I have elsewhere described coming up against this problem myself in a course in which I had juxtaposed assigned readings by the arch-traditionalist Allan Bloom and the radical African American feminist bell hooks. To any academic insider, Bloom and hooks are so far apart ideologically as to be on different planets, but I realized that for some of my students they were virtually indistinguishable, both using an obscure academic language to discuss problems the students had a hard time seeing as problems. In a succinct formulation of the point that Michael Bérubé offered me after hearing a talk in which I struggled to articulate it, any two eggheads, no matter how far apart ideologically, will always be far closer to each other than to non-eggheads. Again, the reason is that eggheads -- intellectuals -- whether they are on the Left or the Right, are defined and differentiated from outsiders by their membership in a common culture of ideas and arguments, a common culture that our curricular mixed messages hide from our students and our non-communicating courses hide from us.

I’m often told that I’m naïve in thinking that academics will ever willingly consent to coordinate their courses across their partisan divisions, much less argue with each other in the ways such coordination might require. I am told that, whether rightly or wrongly, arguing out our differences just isn’t the way the academic world works. Yet it’s striking to me that we argue out our differences all the time when we review each other’s books and articles and engage each other in our publications and professional conferences.

In fact, I’m always shocked by the contrast between the academic conference scene, with its intense and lively -- if often acrimonious debates -- and our isolation from each other when we go back home. It’s not uncommon at a conference for me to run into a colleague from my own department whom I’ve passed in the hallways for years and discover that we have common interests we never suspected. I wonder why we had to travel hundreds of miles to have a conversation about the professional issues we care most about, but it’s apparently the fact that we care about them that makes them too risky for home consumption. It’s as if academic conference culture itself came into existence to satisfy a desire for intellectual community that wasn’t met by campus culture -- a fact that might guide us in changing campus culture. When I reflect that I’ve probably learned more about how to be an academic at conferences than I ever did in graduate school, I’m all the more convinced that there has to be a better way to organize intellectual life for educational purposes than dicing it into non-communicating courses.
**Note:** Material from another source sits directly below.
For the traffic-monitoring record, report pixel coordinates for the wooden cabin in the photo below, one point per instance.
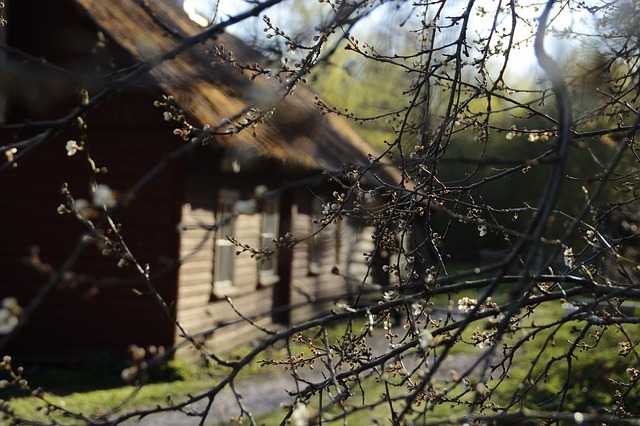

I mentioned earlier that such courses are at odds with the new forms of connectivity enabled by our new electronic technology. They are also at odds with the most sophisticated and original work in the humanities during the last generation, which has taught us that what seem to be free-standing identities—whether they be texts or selves -- are produced by collective structures of discourse and representation. It seems we have deconstructed the autonomous, self-authorizing subject and the autonomous, self-authorizing literary work. It’s time we got around to deconstructing the autonomous, self-authorizing course.